Simple subpackage

The metaheuristic_designer.simple module contains ready‑to‑run functions that return a configured Algorithm. All functions follow a strict naming pattern so you can call any algorithm without looking up a separate catalogue.

Naming convention

Every function is named like this:

simple.<algorithm>_<encoding>(objfunc, **kwargs) # kwargs passed to Algorithm
  • <algorithm> – the algorithm family (e.g. genetic_algorithm).

  • <encoding> – the problem representation you want to use:

    • real – continuous variables

    • binary – bit‑strings

    • discrete – integer variables

    • permutation – permutations of integers

The table below lists every algorithm family, the encodings it supports, and the corresponding function names.
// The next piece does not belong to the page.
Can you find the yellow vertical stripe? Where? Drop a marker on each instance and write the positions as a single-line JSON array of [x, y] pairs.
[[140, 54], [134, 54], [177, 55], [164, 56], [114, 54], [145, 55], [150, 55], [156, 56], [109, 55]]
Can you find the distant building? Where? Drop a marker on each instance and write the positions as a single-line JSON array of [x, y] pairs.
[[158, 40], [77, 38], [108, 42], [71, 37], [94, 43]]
You can copy any function name directly into your code.

Available algorithms

Algorithm family

Function names (“simple.” prefix omitted)

Short description

Random Search

random_search_real,
random_search_binary,
random_search_discrete,
random_search_permutation

Independent random sampling each generation.

Hill Climbing

hill_climb_real,
hill_climb_binary,
hill_climb_discrete,
hill_climb_permutation

Single‑solution greedy local optimisation.

Local Search

local_search_real,
local_search_binary,
local_search_discrete,
local_search_permutation

Multiple perturbations around a single solution per iteration.

Simulated Annealing

simulated_annealing_real,
simulated_annealing_binary,
simulated_annealing_discrete,
simulated_annealing_permutation

Accepts worse solutions with a decaying temperature.

Evolution Strategy (ES)

evolution_strategy_real,
evolution_strategy_binary,
evolution_strategy_discrete,
evolution_strategy_permutation

(μ+λ) / (μ,λ) strategy with mutation, optional crossover.

Genetic Algorithm (GA)

genetic_algorithm_real,
genetic_algorithm_binary,
genetic_algorithm_discrete,
genetic_algorithm_permutation

Tournament selection, crossover, mutation, elitism.
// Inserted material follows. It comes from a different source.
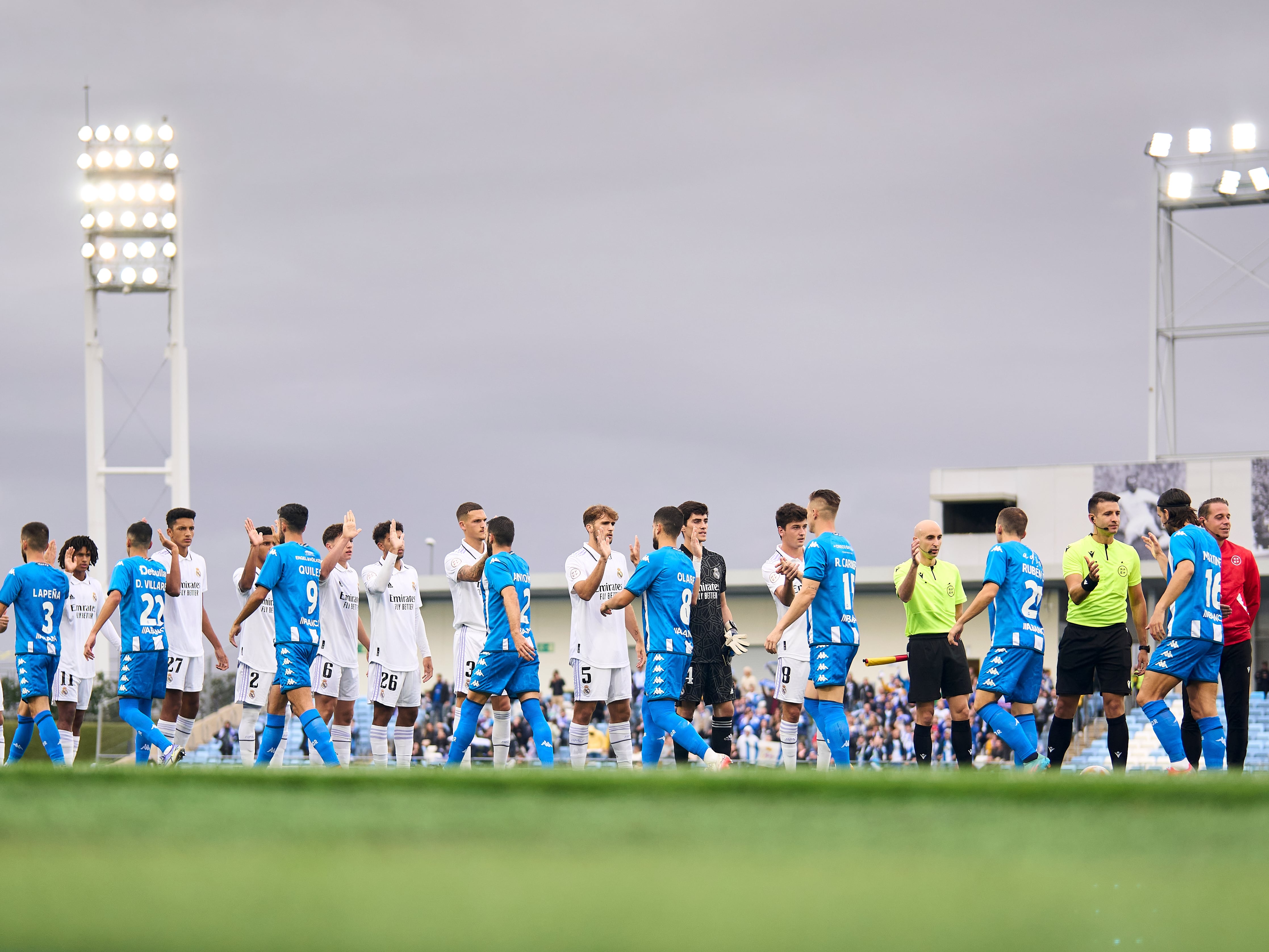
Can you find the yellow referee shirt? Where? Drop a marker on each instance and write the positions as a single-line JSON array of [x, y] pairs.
[[938, 591], [1120, 569]]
Differential Evolution (DE)

differential_evolution_real,
differential_evolution_binary,
differential_evolution_discrete

Population‑based method using difference vectors. No permutation variant.

Particle Swarm (PSO)

particle_swarm_real,
particle_swarm_binary,
particle_swarm_discrete

Swarm intelligence with inertia weight and acceleration coefficients. No permutation variant.

Bayesian Optimisation

bayesian_optimization_real

Gaussian‑process surrogate with Expected Improvement. Only continuous.

Example

The following snippet minimises the 5‑dimensional Sphere function using a real‑coded Genetic Algorithm:

from metaheuristic_designer.benchmarks import Sphere
from metaheuristic_designer import simple, check_random_state

objfunc = Sphere(dimension=5, mode="min")
rng = check_random_state(42)

algo = simple.genetic_algorithm_real(
    objfunc,
    population_size=100,
    max_iterations=100,
    reporter="tqdm",
    random_state=rng,
)
population = algo.optimize()
solution, obj = population.best_solution()
print(f"Best objective: {obj:.6g}")

All additional keyword arguments (such as max_iterations, reporter, real_time_limit, …) are passed directly to the Algorithm constructor. See the Algorithm Configuration page for a full description of what you can configure.

Each function also accepts algorithm‑specific hyper‑parameters (mutation strength, population size, number of mutated components, …).

For a complete list of available arguments, use Python’s built‑in help, e.g. help(simple.genetic_algorithm_real).